Comment Re:Here's his best defense.. (Score 1) 802

From what I'm reading, if the judge doesn't believe him, he'd just find him in contempt of court and detain him until he remembers.

Remedy for this: enact a practice of having various hard encrypted hard drives around your house that are encrypted with passwords you don't know (i.e. were loooong randomly generated strings you copy/pasted and forgot), and document your practice of creating/keeping such drives. That your purpose is to have plausible deniability if asked for a password to a given drive may be offputting, but the plausible deniability part is now, well, highly undeniable.

Comment Re:Here's his best defense.. (Score 1) 802

Second, since the drives are now known to be his because the FBI encrypted a drive, refusing to decrypt would now be taken as evidence that he's got something to hide, basically an admission of guilt.

Ah, the old "if you've done nothing wrong, you have no legitimate objection to a complete invasion of your privacy" argument.

Comment Re:This is why I hate Android (Score 1) 137

Kind of funny, isn't it... Windows malware? Blame Microsoft. Android malware? Blame the user.

If you're trying to point out hypocrisy, you miss. The WIndows OS code is so full of security holes it's pathetic... and yes, that is squarely Microsoft's fault. Android/linux is much much better, and when we're talking about malware that specifically must be cert-installed by a user, yes, the user is most definitely complicit. Get off your high horse.

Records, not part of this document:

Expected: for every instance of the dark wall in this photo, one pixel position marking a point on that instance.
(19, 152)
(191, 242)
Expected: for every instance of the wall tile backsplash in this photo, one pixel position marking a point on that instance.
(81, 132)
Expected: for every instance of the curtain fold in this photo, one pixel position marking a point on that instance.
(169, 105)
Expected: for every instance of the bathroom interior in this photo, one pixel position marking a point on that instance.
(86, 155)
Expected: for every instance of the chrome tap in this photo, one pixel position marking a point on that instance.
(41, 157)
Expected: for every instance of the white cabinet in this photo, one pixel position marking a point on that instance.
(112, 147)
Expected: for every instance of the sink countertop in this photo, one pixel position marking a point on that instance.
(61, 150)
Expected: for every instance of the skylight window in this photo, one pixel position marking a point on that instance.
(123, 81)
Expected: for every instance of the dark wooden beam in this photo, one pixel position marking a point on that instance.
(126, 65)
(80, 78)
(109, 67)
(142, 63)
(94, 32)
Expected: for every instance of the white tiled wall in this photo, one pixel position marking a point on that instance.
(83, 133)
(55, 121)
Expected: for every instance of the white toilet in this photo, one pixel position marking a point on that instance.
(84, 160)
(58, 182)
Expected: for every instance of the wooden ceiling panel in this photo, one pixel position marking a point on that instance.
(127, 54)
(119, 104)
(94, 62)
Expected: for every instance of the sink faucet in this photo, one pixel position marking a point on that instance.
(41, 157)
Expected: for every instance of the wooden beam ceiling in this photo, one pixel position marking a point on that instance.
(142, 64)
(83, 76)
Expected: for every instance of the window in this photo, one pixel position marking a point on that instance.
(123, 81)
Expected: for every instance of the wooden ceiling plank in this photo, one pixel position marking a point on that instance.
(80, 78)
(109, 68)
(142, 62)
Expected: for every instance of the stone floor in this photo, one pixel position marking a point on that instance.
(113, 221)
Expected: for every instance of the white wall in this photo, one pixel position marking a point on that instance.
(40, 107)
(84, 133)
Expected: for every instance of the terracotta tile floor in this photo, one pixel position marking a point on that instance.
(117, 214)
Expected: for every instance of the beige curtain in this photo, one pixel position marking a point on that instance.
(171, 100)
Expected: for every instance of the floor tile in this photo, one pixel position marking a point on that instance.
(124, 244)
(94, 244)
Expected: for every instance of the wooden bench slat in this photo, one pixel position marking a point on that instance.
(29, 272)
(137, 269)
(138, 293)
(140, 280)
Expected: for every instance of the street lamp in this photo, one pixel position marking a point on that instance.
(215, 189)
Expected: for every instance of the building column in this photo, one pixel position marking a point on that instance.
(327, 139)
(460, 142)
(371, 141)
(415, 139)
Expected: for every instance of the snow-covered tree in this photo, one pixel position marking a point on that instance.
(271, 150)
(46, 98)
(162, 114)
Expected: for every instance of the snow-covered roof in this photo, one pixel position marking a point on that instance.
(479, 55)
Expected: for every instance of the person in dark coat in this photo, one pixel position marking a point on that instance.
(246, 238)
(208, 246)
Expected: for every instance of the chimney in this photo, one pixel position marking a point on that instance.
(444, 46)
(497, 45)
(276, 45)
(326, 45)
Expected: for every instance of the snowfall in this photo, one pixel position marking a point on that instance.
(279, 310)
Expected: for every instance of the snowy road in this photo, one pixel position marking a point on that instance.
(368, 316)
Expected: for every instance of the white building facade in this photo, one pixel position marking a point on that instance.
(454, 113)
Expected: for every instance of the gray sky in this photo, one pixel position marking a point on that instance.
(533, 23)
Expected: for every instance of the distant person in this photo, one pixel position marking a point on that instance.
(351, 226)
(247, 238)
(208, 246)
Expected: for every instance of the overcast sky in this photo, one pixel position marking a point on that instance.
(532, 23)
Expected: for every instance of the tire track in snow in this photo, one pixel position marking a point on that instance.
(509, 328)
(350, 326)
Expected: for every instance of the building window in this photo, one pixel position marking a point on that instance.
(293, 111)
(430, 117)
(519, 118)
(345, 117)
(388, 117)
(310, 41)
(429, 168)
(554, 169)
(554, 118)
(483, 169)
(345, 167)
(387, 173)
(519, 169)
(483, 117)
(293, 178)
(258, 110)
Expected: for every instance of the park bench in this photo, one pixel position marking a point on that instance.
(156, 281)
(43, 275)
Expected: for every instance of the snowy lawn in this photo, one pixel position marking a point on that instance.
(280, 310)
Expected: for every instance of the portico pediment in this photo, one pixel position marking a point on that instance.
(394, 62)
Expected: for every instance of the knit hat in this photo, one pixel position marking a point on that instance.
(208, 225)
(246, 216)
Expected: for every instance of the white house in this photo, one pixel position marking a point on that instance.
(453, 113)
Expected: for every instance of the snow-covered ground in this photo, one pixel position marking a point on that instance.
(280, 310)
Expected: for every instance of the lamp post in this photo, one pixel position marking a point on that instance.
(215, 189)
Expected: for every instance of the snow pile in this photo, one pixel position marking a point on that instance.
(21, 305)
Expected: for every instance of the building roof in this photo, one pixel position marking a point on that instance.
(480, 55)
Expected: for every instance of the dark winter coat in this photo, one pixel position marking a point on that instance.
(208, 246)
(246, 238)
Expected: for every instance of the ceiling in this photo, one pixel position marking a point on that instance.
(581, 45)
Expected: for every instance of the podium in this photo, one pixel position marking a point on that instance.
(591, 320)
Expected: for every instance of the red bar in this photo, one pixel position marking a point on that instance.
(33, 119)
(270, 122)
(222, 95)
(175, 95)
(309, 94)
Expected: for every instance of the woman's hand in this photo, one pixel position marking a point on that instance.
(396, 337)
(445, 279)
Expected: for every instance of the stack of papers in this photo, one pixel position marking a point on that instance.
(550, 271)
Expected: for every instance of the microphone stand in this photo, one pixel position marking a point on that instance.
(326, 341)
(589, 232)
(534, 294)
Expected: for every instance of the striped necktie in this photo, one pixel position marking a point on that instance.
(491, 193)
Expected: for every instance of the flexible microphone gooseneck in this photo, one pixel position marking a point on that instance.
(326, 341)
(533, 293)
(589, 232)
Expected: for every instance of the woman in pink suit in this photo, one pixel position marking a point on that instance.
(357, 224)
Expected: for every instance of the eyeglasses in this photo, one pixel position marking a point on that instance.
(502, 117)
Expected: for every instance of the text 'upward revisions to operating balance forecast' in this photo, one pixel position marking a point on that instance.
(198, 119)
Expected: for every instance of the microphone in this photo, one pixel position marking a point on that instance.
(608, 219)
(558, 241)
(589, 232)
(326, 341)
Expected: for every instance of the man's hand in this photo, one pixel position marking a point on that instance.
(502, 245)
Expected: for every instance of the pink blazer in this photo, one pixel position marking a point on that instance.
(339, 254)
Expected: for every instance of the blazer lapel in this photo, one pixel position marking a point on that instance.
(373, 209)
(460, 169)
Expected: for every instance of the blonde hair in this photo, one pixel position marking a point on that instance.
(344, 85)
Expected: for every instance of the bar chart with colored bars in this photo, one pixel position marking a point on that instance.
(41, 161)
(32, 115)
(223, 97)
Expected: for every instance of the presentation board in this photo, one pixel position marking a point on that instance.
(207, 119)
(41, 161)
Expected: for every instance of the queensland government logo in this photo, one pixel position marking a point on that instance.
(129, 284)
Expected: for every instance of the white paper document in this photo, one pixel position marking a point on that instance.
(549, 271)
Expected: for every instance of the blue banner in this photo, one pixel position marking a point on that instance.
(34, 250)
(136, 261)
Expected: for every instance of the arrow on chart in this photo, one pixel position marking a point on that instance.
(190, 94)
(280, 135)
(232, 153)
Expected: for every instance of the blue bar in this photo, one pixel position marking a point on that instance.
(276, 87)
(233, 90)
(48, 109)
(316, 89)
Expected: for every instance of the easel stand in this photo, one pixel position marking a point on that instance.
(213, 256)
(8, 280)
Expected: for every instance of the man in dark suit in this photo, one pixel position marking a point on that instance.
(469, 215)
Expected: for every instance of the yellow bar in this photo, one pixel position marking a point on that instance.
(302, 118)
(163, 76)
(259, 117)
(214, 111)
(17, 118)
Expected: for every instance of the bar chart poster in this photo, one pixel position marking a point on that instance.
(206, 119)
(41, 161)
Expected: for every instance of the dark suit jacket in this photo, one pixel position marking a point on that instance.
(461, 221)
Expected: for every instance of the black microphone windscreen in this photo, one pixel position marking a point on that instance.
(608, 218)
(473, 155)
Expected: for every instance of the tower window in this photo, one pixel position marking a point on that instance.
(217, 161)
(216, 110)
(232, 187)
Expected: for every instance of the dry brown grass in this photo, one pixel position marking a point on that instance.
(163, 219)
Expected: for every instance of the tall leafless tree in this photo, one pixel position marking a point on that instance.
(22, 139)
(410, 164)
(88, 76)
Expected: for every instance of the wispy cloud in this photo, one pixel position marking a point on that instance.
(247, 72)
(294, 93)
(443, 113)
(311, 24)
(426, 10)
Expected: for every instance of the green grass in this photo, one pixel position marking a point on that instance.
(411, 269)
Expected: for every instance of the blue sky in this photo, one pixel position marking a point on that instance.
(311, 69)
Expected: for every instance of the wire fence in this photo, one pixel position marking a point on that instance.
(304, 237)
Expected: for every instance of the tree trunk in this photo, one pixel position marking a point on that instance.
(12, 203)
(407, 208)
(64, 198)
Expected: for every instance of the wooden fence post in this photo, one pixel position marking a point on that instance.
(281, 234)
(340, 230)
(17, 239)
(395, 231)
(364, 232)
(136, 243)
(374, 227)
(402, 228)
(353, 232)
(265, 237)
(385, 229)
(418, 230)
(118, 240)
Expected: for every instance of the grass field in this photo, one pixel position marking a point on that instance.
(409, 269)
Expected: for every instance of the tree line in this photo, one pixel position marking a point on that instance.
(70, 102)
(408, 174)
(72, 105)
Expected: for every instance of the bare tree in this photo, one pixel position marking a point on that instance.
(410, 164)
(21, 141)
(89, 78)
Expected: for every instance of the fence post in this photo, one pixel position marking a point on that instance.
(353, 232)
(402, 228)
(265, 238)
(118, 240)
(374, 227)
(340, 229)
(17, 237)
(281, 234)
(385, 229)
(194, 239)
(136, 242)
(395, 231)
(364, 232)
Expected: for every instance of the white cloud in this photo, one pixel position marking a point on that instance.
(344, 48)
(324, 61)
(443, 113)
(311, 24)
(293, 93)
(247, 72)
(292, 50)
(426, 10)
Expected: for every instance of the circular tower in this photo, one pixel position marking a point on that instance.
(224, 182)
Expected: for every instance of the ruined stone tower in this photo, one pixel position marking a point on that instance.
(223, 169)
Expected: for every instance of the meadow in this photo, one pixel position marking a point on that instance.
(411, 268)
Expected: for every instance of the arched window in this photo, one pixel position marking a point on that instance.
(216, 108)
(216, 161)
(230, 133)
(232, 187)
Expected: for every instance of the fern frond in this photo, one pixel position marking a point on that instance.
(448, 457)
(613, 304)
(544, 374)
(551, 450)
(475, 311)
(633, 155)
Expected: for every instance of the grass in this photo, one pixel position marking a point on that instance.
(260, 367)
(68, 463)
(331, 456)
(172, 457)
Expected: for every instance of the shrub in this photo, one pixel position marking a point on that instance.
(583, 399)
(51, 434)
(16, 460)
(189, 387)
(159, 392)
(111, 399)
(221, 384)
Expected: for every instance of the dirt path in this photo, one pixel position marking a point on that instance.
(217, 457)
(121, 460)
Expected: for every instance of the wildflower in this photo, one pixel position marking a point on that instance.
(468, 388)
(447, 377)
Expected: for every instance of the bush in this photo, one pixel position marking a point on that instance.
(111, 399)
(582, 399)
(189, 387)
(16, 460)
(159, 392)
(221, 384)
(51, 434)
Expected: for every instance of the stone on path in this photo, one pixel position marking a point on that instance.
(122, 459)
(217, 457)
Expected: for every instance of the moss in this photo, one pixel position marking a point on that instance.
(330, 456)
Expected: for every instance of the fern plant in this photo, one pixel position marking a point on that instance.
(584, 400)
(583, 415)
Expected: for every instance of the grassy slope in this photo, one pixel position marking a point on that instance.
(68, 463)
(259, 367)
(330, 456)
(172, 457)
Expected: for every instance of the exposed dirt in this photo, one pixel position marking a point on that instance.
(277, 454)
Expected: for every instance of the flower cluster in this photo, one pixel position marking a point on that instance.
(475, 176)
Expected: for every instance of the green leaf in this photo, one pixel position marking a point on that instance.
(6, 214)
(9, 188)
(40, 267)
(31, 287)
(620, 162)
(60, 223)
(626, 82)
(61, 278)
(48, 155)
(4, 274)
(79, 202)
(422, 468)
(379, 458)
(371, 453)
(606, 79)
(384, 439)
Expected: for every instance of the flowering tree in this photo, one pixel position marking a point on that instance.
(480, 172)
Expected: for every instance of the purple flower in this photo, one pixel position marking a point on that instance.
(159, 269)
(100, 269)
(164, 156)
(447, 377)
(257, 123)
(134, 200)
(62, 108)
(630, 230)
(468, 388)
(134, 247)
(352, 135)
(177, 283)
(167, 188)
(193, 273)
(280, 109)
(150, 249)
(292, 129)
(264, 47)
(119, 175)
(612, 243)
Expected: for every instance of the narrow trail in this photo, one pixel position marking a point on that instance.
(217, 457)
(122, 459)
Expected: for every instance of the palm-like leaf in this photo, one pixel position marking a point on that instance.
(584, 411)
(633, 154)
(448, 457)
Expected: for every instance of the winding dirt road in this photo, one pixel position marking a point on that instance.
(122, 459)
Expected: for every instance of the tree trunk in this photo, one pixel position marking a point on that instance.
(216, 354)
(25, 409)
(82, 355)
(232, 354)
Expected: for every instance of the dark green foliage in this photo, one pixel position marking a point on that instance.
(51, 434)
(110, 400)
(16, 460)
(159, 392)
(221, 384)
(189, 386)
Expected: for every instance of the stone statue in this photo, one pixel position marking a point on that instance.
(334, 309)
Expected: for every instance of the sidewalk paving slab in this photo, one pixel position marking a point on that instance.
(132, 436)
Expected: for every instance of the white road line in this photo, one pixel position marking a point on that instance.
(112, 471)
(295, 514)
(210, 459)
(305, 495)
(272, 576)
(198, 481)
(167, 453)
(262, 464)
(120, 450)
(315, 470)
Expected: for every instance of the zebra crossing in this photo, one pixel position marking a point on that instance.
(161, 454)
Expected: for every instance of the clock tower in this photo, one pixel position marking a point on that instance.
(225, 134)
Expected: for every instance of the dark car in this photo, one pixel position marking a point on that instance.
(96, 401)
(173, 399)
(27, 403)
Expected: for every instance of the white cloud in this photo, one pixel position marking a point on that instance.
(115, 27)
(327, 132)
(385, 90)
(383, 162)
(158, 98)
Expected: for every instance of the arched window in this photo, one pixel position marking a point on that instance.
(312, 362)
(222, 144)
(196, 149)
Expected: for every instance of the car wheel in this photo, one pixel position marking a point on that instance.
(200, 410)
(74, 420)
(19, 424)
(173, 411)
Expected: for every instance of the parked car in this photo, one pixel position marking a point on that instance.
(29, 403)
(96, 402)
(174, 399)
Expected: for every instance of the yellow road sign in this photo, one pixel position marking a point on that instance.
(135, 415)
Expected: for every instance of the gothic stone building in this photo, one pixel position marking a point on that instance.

Comment Re:No more Gotcha! patent suits (Score 1) 116

"The purpose was" is now irrelevant. The patent law now serves the interests of those who own the government just as they wish it to be.

Stating the purpose is hugely relevant in terms of educating many who do not know. You're correct to state that that patent law is currently abused in ways directly contrary to the motivations of its creators. You're very incorrect to imply that educating people about this travesty is meaningless.

Comment Re:Honest question... (Score 1) 331

All it takes is you wearing some kind of odd underwear or ... hell, whatever. Freak accidents happen. You slip, try to steady yourself with the table, knock it over, trip the cupboard with all the cake... you get the idea. How long 'til it's a meme?

I feel like the above pretty much captures the essence of the Harlem Shake video phenomenon.

Comment Re:How do admins keep salts secure? (Score 2) 80

The salt's actual job is not to prevent a hacker from breaking that user's password, but to prevent the hacker from being able to break all the passwords at once.

That may be *part* of a salt's usefulness. Another possibly bigger part is to prevent rainbow table attacks, i.e. making it so a cracker can't just take a precomputed list of hashes of common passwords and match them to what's in the database.